Is it possible to forecast medical treatment and costs using big data and predictive models? How does a big data approach compare to conventional methods?
The foundation for these questions was the beginning of a 10-year journey, a quest to validate existing methods and determine if a better solution might exist to answer the problem of forecasting medical care for care coordination and claim settle settlements.
How did we get where we are today?
If you were around, flashback to the disability rights movement of the 1980’s, following the passage of the Rehabilitation Act of 1973, when activists lobbied hard for people with disabilities to have access to public transportation and public education. After decades of campaigning, the Americans with Disabilities Act (ADA) was passed in 1990 providing equal treatment and equal access of people with disabilities to employment and public accommodations. Under the ADA, businesses were mandated to provide reasonable accommodations to people with disabilities and full participation, inclusion and integration of people with disabilities. With this the emergence, the field of Life Care Planning evolved, entering the litigation space, to offer valuations of the injury costs to a person’s life and livelihood, in the event of an accident or injury causing disability. The Life Care Planning process was developed by Vocational Rehabilitation experts responsible for working with individuals with disabilities to restore and/ or maximize their functional capacity to perform independently both at home and at work. Life Care Planning methodology has become the standard for forecasting medical treatment over an individual’s lifetime and has been used extensively by both plaintiff and defense sides in litigation and jury trials to valuate medical damages, becoming the accepted standard for valuating medical costs.

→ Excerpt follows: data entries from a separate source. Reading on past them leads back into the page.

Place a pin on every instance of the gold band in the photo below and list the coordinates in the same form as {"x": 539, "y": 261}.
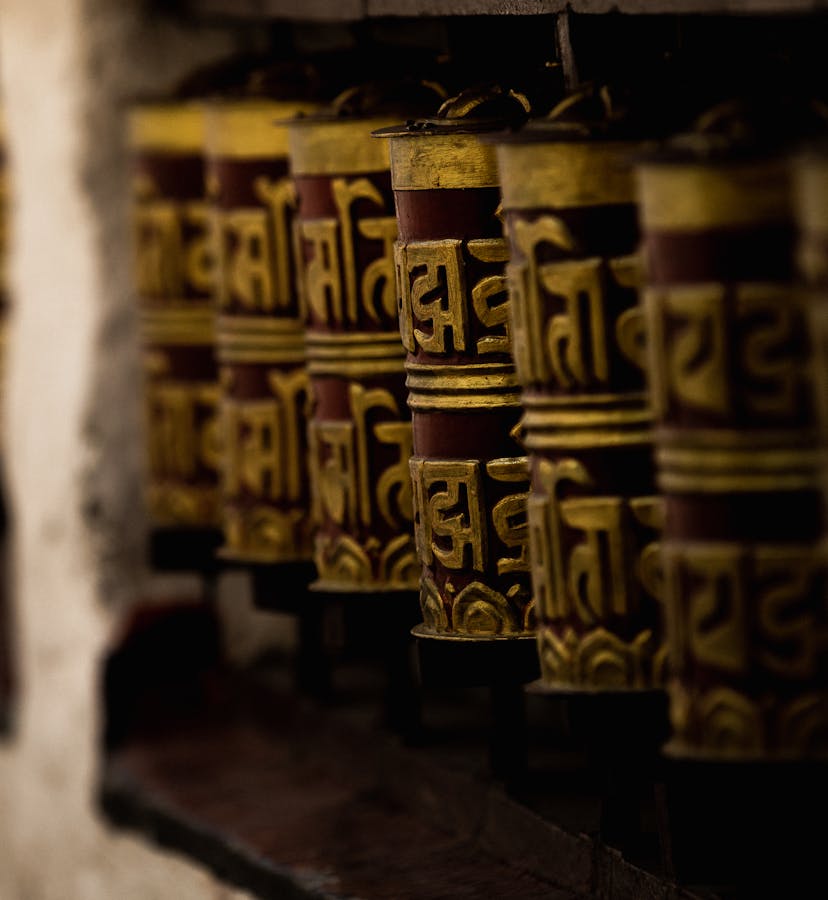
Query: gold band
{"x": 563, "y": 174}
{"x": 432, "y": 161}
{"x": 245, "y": 339}
{"x": 167, "y": 128}
{"x": 692, "y": 197}
{"x": 615, "y": 420}
{"x": 248, "y": 129}
{"x": 338, "y": 147}
{"x": 354, "y": 355}
{"x": 178, "y": 326}
{"x": 171, "y": 503}
{"x": 717, "y": 470}
{"x": 462, "y": 387}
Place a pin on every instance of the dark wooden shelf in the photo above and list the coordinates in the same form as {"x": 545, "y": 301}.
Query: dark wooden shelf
{"x": 287, "y": 801}
{"x": 354, "y": 10}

Life Care Planners also found an opportunity to provide a solution to the dilemma of forecasting medical exposure for “Medicare Set Aside Arrangements” by streamlining and hybridizing the methodology to forecast care that is Medicare covered, related to an injury in the form of a “mini” Life Care Plan that could be used to satisfy the Centers for Medicare and Medicaid Services (CMS) Medicare Secondary Payer (MSP) requirements involving a Workers Compensation commutation settlement. The concept was quickly adopted by the Workers Compensation industry as the gold standard for meeting the requirement of future obligations to protect Medicare. When the first Workers Compensation Review Contractor (WCRC) was established in 2003 to evaluate Workers Compensation Medicare Set Asides (WCMSA), the “mini” Life Care Plans became the standard accepted methodology by CMS, introduced to them by the MSA industry.
Research and Analysis of the Accuracy/ Validity of Life Care Planning
In 2013 an analysis of 100 Medicare Set Asides (MSAs) was submitted to CMS for review and approval and compared the CMS future care results to actual treatment rendered, two-year post settlement. Upon review of the medical records, it was identified that 94 of the 100 claimants treated less frequently and received less prescription drugs than what was allocated by 30% or more. Of the remaining 6 claims, which closely aligned with the Medicare Set Asides forecasts, the common denominator was they each represented a catastrophic or chronic, progressive condition i.e. spinal cord injury, chronic obstructive pulmonary disease (COPD) due to an exposure and/ or debilitating rheumatoid arthritis.